English-language jazz dramedy "Lullaby for Pi" is a song we've heard way too many times before.
Though it tries awfully hard to sound different, English-language jazz dramedy “Lullaby for Pi” is a song we’ve heard way too many times before. Debuting Gallic helmer Benoit Philippon’s French-Canadian co-production — about a grieving musician who falls for an artsy nymph he meets in a hotel — is tiresomely offbeat yet never convinces as a love story, while its jazzman portrait is as cliched as they come. Despite decent turns by Rupert Friend (“Pride and Prejudice”) and Clemence Poesy (the “Harry Potter” films), “Lullaby” will see sleepy action during its minor French release. Overseas biz should be strictly video.

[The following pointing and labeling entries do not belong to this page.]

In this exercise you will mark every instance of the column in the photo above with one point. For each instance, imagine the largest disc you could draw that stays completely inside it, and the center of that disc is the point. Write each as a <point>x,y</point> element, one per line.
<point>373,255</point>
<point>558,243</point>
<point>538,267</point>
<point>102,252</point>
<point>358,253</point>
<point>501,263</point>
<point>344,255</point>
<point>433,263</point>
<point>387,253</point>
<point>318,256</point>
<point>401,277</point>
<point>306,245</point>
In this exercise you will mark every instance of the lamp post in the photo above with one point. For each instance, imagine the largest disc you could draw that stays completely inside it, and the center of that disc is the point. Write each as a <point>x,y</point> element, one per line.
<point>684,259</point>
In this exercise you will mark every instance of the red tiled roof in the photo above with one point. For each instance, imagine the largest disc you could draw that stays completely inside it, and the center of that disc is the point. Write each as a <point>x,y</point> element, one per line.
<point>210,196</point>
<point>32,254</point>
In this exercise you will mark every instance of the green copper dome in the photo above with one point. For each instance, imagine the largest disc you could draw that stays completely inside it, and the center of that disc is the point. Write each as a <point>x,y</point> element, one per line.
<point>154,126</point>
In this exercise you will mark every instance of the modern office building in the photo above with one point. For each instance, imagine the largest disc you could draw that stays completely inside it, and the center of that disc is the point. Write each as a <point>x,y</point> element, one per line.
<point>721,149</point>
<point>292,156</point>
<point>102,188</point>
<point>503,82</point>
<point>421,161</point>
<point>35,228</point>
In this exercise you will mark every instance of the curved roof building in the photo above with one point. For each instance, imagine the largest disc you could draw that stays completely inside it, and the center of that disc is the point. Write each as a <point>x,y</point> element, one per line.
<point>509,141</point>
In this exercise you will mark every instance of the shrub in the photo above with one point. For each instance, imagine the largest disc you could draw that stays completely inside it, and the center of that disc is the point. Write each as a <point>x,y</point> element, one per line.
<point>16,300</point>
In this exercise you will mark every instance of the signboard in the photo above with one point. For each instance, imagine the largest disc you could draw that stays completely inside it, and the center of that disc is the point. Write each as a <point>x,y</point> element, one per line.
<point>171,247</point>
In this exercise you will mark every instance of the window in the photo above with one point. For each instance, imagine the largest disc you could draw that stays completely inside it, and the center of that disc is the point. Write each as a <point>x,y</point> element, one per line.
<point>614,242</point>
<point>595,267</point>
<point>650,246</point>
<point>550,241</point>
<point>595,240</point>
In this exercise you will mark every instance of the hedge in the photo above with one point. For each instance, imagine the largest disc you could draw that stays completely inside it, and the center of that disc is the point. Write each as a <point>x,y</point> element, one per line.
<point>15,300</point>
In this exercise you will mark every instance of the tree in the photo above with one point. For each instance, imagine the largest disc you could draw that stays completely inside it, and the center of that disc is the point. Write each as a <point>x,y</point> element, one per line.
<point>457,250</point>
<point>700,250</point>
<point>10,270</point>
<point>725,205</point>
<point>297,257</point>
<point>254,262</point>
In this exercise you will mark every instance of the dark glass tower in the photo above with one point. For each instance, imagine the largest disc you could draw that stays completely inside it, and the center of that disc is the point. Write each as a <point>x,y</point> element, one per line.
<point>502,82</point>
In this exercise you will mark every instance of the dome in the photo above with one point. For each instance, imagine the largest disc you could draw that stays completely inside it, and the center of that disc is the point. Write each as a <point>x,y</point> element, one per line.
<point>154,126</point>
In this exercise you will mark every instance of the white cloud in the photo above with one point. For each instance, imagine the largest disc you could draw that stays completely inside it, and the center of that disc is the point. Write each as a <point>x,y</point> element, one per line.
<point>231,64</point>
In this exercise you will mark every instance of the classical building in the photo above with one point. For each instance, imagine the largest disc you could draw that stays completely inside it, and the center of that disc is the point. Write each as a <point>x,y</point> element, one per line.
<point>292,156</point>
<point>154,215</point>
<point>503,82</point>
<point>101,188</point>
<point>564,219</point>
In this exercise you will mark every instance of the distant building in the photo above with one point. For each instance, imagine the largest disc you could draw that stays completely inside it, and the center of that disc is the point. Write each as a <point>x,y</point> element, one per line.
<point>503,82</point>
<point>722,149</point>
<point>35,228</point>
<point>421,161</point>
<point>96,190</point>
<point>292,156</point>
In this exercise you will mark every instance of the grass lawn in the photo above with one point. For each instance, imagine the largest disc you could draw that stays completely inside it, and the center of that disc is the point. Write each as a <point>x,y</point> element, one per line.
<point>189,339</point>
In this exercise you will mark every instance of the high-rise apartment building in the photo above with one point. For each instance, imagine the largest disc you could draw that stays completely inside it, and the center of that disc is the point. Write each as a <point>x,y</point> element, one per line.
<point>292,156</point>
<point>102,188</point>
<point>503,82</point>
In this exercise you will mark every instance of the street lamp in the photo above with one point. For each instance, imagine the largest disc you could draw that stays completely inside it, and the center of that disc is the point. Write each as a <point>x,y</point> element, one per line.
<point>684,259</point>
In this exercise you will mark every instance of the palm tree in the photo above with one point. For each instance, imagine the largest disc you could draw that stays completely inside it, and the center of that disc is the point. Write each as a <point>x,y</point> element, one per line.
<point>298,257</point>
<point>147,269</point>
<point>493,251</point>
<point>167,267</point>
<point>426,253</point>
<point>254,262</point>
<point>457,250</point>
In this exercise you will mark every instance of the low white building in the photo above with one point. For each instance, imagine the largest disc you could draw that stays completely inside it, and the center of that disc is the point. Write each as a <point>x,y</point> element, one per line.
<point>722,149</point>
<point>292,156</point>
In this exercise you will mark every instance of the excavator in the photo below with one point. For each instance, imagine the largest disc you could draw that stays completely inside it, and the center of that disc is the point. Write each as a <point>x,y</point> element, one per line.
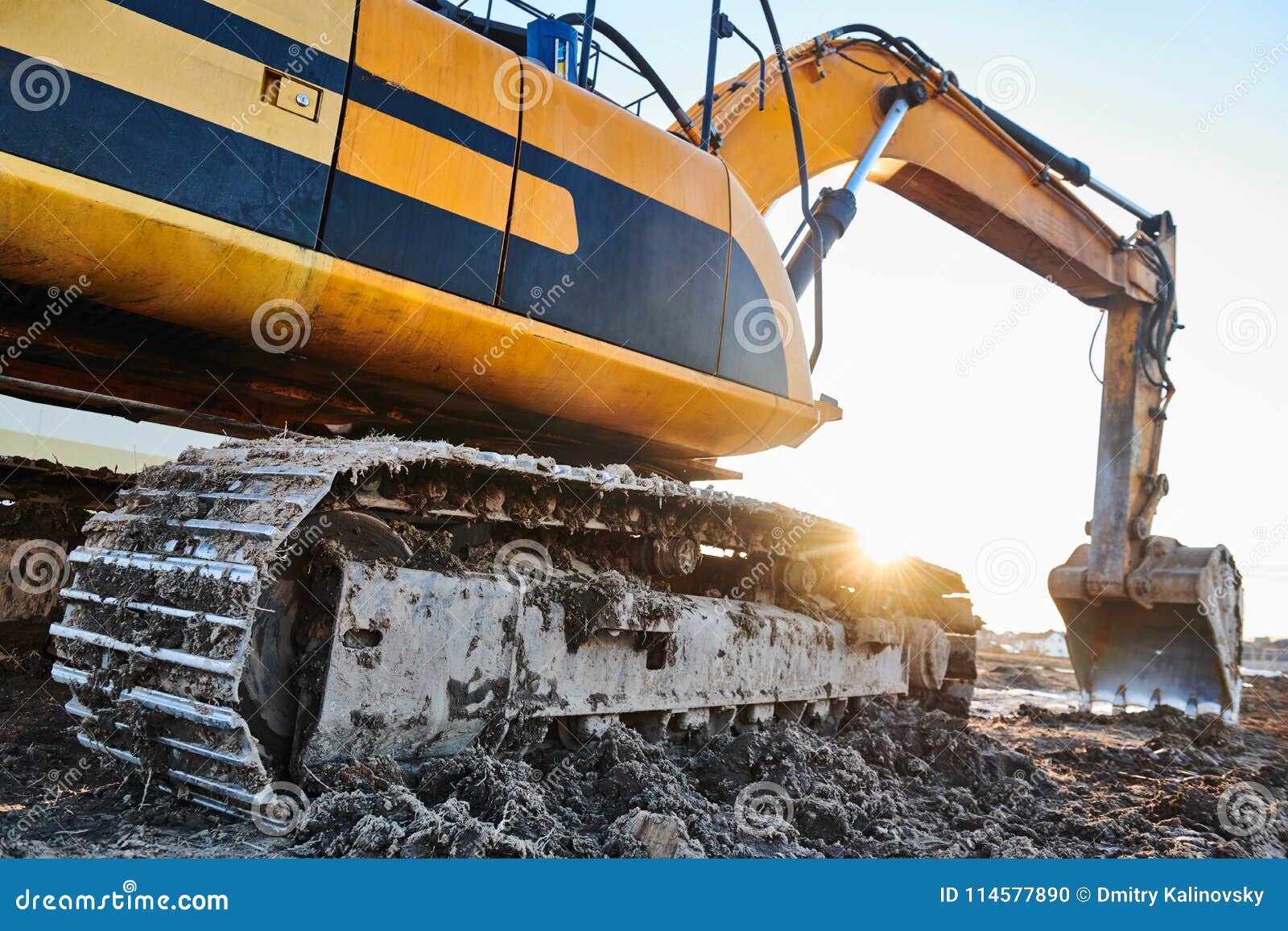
<point>474,332</point>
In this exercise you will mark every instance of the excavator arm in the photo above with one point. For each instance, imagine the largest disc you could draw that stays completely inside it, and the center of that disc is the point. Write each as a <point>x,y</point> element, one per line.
<point>1150,621</point>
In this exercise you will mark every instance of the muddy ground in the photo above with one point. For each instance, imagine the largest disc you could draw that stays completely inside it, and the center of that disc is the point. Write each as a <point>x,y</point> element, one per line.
<point>1030,779</point>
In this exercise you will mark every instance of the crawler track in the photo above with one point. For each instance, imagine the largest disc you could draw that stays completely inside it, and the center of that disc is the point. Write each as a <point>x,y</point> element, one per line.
<point>163,634</point>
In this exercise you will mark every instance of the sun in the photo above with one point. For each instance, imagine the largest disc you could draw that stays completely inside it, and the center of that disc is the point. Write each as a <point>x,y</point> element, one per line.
<point>884,550</point>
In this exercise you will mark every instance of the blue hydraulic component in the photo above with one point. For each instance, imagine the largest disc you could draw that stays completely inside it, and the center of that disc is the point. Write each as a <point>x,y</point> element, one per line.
<point>554,44</point>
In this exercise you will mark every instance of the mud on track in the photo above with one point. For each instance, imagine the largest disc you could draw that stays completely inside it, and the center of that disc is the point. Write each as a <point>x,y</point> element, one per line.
<point>899,782</point>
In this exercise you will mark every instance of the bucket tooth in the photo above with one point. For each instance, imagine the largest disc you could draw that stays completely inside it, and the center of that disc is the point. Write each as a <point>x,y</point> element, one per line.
<point>1176,641</point>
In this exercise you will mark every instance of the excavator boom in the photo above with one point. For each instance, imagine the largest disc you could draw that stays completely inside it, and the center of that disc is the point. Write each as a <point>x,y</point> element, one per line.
<point>1148,620</point>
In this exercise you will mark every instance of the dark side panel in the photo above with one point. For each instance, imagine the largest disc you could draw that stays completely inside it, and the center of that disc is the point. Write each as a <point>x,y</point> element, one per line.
<point>134,143</point>
<point>644,276</point>
<point>753,345</point>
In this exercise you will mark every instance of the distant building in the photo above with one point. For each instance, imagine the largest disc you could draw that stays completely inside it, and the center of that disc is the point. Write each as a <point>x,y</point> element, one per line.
<point>1046,644</point>
<point>1265,653</point>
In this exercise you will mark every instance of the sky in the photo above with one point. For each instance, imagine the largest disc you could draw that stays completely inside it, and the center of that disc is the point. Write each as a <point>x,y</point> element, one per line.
<point>970,412</point>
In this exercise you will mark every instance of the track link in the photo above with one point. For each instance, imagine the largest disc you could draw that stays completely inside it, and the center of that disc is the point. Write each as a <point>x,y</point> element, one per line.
<point>167,589</point>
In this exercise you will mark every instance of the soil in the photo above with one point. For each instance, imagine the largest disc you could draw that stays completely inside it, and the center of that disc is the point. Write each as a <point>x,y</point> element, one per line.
<point>1032,778</point>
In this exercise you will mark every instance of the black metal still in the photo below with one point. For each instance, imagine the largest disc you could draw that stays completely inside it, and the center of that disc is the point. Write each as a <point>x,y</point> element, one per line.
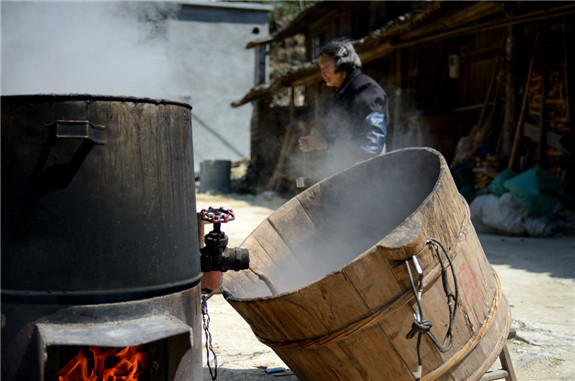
<point>98,199</point>
<point>99,231</point>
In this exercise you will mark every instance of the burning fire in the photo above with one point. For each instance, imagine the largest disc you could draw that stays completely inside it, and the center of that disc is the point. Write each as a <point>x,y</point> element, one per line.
<point>108,364</point>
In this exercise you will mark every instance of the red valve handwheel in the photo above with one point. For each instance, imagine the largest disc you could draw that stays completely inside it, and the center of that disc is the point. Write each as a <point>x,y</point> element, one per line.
<point>217,216</point>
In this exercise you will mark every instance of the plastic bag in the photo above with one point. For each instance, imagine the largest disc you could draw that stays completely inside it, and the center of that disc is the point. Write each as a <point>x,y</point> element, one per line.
<point>535,190</point>
<point>496,187</point>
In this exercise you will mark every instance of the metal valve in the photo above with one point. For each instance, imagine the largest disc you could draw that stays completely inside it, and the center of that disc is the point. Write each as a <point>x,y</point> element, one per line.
<point>215,255</point>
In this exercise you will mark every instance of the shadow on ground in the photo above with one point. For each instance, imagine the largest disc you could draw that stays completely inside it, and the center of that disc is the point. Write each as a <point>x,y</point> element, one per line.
<point>555,256</point>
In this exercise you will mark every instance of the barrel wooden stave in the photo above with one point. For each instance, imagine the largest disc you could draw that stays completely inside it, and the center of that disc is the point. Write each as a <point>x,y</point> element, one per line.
<point>372,291</point>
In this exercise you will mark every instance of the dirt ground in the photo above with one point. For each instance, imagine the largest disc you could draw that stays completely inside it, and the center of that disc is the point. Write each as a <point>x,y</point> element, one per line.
<point>537,277</point>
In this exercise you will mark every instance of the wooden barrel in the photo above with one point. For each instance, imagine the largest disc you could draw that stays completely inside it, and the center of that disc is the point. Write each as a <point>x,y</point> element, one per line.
<point>339,255</point>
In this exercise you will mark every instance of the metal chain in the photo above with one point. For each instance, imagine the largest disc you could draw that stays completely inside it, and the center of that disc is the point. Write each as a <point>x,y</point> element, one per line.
<point>206,326</point>
<point>420,325</point>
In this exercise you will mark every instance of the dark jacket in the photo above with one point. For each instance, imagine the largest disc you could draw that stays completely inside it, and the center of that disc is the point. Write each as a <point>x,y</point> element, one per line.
<point>346,129</point>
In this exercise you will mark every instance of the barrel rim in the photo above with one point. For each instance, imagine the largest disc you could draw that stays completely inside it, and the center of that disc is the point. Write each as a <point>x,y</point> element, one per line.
<point>441,173</point>
<point>55,97</point>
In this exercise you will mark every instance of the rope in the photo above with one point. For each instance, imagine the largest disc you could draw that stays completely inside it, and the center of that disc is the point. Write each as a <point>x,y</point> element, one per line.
<point>206,326</point>
<point>384,311</point>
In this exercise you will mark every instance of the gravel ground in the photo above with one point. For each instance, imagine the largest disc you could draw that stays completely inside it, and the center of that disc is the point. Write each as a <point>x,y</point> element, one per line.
<point>537,277</point>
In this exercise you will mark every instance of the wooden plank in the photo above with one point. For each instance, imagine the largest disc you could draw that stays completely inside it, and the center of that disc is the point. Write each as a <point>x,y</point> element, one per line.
<point>359,350</point>
<point>552,139</point>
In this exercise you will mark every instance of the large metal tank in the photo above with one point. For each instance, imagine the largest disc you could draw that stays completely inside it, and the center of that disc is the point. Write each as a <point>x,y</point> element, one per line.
<point>98,199</point>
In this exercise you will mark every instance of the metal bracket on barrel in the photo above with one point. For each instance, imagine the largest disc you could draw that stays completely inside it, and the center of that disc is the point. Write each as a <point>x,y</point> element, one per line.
<point>80,129</point>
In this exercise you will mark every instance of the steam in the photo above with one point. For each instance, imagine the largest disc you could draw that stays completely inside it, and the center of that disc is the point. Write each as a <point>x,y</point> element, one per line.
<point>106,48</point>
<point>351,212</point>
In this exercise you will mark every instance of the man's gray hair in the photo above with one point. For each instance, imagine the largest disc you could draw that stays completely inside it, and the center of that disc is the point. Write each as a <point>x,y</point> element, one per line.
<point>342,51</point>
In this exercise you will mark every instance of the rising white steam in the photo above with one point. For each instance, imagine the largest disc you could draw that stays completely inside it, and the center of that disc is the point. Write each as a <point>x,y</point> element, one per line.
<point>107,48</point>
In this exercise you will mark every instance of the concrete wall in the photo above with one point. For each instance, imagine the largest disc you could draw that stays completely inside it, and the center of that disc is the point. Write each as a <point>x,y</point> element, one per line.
<point>192,52</point>
<point>215,69</point>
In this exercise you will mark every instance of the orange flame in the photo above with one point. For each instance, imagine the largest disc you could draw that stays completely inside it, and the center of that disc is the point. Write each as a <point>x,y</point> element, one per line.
<point>109,364</point>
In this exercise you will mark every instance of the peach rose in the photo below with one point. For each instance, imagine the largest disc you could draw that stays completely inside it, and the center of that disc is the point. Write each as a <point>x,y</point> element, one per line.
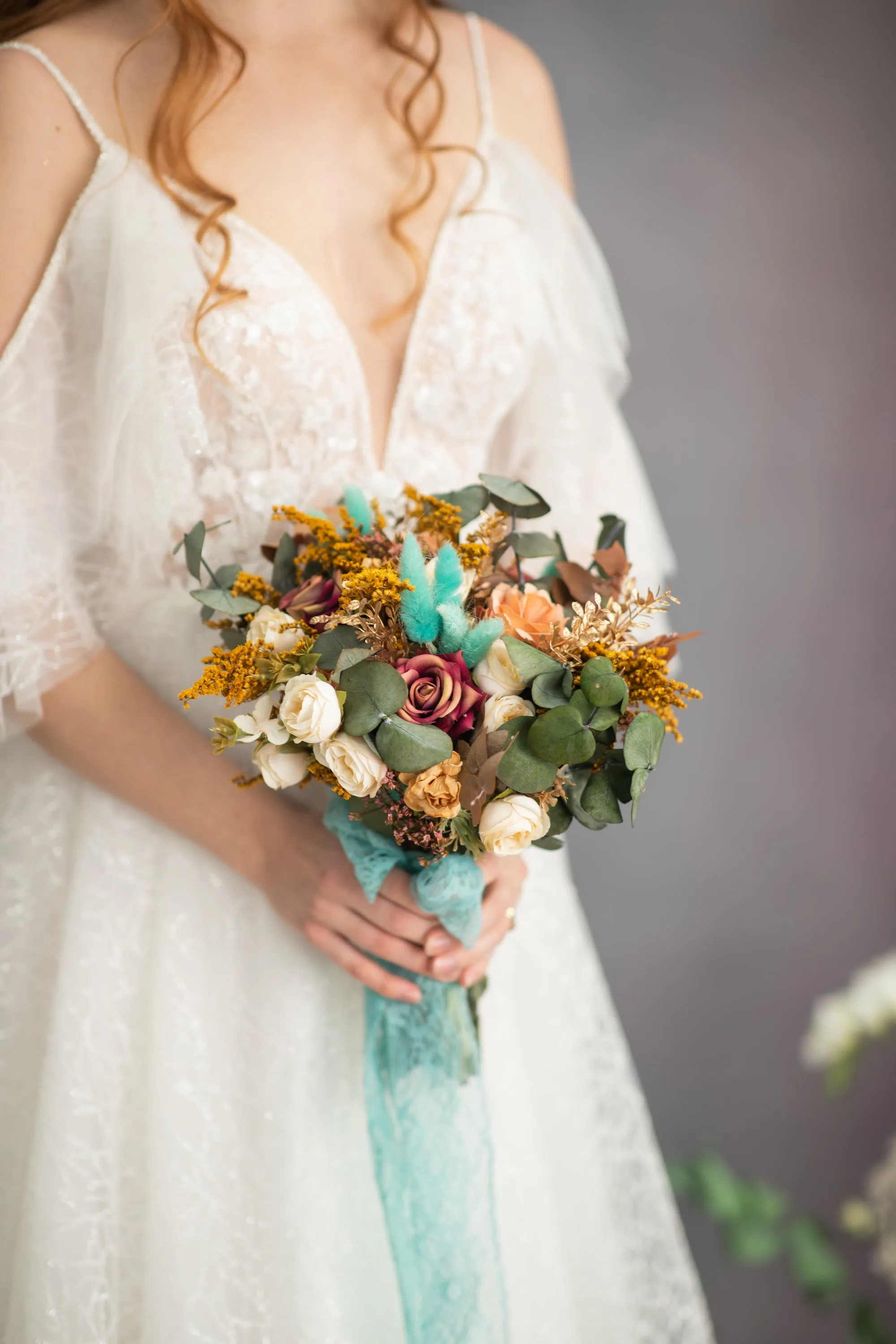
<point>527,615</point>
<point>436,791</point>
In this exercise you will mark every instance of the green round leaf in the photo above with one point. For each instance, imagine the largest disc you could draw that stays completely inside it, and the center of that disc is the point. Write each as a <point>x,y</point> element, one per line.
<point>373,690</point>
<point>560,737</point>
<point>644,742</point>
<point>331,644</point>
<point>599,801</point>
<point>603,689</point>
<point>520,769</point>
<point>220,600</point>
<point>412,746</point>
<point>528,662</point>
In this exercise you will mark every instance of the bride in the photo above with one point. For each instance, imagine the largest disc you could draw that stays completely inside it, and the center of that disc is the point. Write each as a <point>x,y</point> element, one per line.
<point>256,250</point>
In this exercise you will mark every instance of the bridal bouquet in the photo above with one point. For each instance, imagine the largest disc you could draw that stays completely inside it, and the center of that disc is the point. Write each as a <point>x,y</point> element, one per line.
<point>413,666</point>
<point>454,705</point>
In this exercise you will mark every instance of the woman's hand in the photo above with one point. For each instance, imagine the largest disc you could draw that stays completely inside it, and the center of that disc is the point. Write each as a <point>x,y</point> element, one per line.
<point>503,889</point>
<point>312,886</point>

Since the death of his girlfriend, Josephine (Sarah Wayne Callies), for unknown reasons, down-and-out singer-pianist Sam (Friend) has retired from the music scene and spends his time sitting around the hotel room where he and Josephine first fell in love. Hoping the deceased will somehow call him up on the phone, he waits there in a rut until one day, the gorgeous, mysterious Pi (Poesy) comes crashing through the door (again, for unknown reasons) and decides to lock herself in Sam’s bathroom.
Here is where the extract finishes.